Die Zulassungsvoraussetzungen für neue Impfstoffe müssen verschärft werden, wie dies bereits etwa 300 Ärzte und Apotheker der Initiative der Deutschen Arbeitsgemeinschaft für unabhängige Impfaufklärung (DAGIA) vorschlagen. Bereits zugelassene Impfstoffe müssen innerhalb einer Frist neu überprüft werden. Das Meldesystem für Impfkomplikationen muss aus der Zulassungsbehörde herausgenommen werden, da hier Interessenskonflikte bestehen. Die Meldepflicht muss der Ärzteschaft wesentlich stärker bewusst gemacht werden. Dann muss endlich dafür gesorgt werden, dass der Kinderarzt das Aufklärungsgespräch, zu dem er gesetzlich verpflichtet ist, auch dann mit der Krankenkasse abrechnen kann, wenn sich keine Impfung an das Gespräch anschließt.
Kann durch Impfen wirklich Autismus oder Multiple Sklerose ausgelöst werden?
Die Fakten und Beobachtungen sind eindeutig, auch wenn unabhängige Wissenschaftler, die dem nachgehen, systematisch diskreditiert werden. Der Skandal um einen leitenden Mitarbeiter der US-Seuchenbehörde CDC, der öffentlich zugab, im Auftrag seiner Vorgesetzten eine entsprechende Studie im Nachhinein manipuliert zu haben, weil die Ergebnisse "unerwünscht" waren, spricht für sich.

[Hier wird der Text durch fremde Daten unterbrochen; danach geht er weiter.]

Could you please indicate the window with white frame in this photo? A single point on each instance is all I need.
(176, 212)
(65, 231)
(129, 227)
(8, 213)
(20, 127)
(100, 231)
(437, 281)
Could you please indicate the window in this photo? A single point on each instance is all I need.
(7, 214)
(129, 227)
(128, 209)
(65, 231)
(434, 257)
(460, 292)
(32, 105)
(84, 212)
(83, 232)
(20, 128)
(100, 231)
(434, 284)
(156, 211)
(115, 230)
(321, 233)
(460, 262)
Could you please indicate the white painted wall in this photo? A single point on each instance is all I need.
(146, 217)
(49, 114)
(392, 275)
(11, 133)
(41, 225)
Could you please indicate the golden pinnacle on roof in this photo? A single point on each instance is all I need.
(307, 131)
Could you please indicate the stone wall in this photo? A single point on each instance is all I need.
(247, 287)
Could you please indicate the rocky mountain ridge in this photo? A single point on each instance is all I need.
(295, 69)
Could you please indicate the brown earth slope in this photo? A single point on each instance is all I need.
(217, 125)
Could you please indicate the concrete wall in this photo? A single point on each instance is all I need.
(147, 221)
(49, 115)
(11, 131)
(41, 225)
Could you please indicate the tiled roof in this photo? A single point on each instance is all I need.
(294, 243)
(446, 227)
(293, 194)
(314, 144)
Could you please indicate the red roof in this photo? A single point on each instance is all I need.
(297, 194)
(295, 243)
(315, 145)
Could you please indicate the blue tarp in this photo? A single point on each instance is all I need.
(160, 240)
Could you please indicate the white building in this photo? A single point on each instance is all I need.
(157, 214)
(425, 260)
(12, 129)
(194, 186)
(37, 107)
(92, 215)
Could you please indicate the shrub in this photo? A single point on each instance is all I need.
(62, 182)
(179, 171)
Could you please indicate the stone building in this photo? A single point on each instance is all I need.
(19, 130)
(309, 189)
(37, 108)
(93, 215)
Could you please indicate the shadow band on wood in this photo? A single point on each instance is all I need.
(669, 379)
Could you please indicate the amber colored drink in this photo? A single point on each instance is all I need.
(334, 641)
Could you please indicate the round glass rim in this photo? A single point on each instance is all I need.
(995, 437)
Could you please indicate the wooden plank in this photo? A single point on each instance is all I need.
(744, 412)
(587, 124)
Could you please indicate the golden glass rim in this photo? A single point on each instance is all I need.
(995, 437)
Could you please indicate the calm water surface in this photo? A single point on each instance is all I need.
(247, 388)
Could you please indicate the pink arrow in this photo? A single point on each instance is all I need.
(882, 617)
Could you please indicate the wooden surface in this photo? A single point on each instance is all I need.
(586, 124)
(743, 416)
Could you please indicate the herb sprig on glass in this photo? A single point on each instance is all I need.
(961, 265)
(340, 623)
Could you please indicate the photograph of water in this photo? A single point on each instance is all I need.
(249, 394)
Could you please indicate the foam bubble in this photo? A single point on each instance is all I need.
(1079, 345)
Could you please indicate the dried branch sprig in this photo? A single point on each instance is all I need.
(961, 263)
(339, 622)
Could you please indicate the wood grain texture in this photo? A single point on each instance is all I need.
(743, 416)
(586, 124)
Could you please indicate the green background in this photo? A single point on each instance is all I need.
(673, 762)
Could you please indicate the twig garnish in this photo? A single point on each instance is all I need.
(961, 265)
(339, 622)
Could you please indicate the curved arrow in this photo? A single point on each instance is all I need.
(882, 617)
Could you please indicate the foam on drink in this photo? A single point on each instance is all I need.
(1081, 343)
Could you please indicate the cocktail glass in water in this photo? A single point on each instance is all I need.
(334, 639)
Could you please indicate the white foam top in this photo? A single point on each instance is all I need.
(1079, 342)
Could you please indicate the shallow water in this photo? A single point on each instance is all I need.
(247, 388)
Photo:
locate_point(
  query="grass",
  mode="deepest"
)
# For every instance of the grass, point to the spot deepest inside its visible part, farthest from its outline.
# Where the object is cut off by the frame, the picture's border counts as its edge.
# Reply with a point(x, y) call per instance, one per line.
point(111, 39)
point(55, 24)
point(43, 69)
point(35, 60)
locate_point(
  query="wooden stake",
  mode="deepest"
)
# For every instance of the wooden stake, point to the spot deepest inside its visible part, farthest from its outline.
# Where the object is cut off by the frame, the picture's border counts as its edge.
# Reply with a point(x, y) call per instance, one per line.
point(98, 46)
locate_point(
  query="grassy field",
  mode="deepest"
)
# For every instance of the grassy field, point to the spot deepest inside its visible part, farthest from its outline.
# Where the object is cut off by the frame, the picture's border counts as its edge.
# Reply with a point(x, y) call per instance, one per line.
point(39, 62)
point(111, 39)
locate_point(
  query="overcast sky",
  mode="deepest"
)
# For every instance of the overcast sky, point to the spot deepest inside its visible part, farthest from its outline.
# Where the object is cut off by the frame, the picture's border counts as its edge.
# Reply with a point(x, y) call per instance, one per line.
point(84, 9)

Haben Sie keine Angst, dass schlimme Krankheiten wie Polio, Keuchhusten und Diphterie wiederkommen und epidemiehaft auftauchen?
Dazu ein klares Jein. Es gibt keine einzige Infektionskrankheit, bei der die bloße Anwesenheit des Erregers ausreicht, um die Krankheit auszulösen. Es müssen also immer noch andere krankmachende Faktoren dazukommen. So gibt es einen bemerkenswerten statistischen Zusammenhang zwischen Pestiziden und Polio. Ich persönlich habe keine Angst vor Polio, Keuchhusten und Diphtherie, weil ich mich gesund ernähre und mich ausreichend mit Vitaminen versorge, denn das ist meiner Ansicht nach mitentscheidend für die Empfänglichkeit. Wir wissen heute, dass wir aus mehr Bakterien und Viren bestehen als aus eigenen Körperzellen. Ohne Bakterien wären wir gar nicht überlebensfähig. Da haben wir noch eine Menge Forschung und sicher so manche Überraschung vor uns.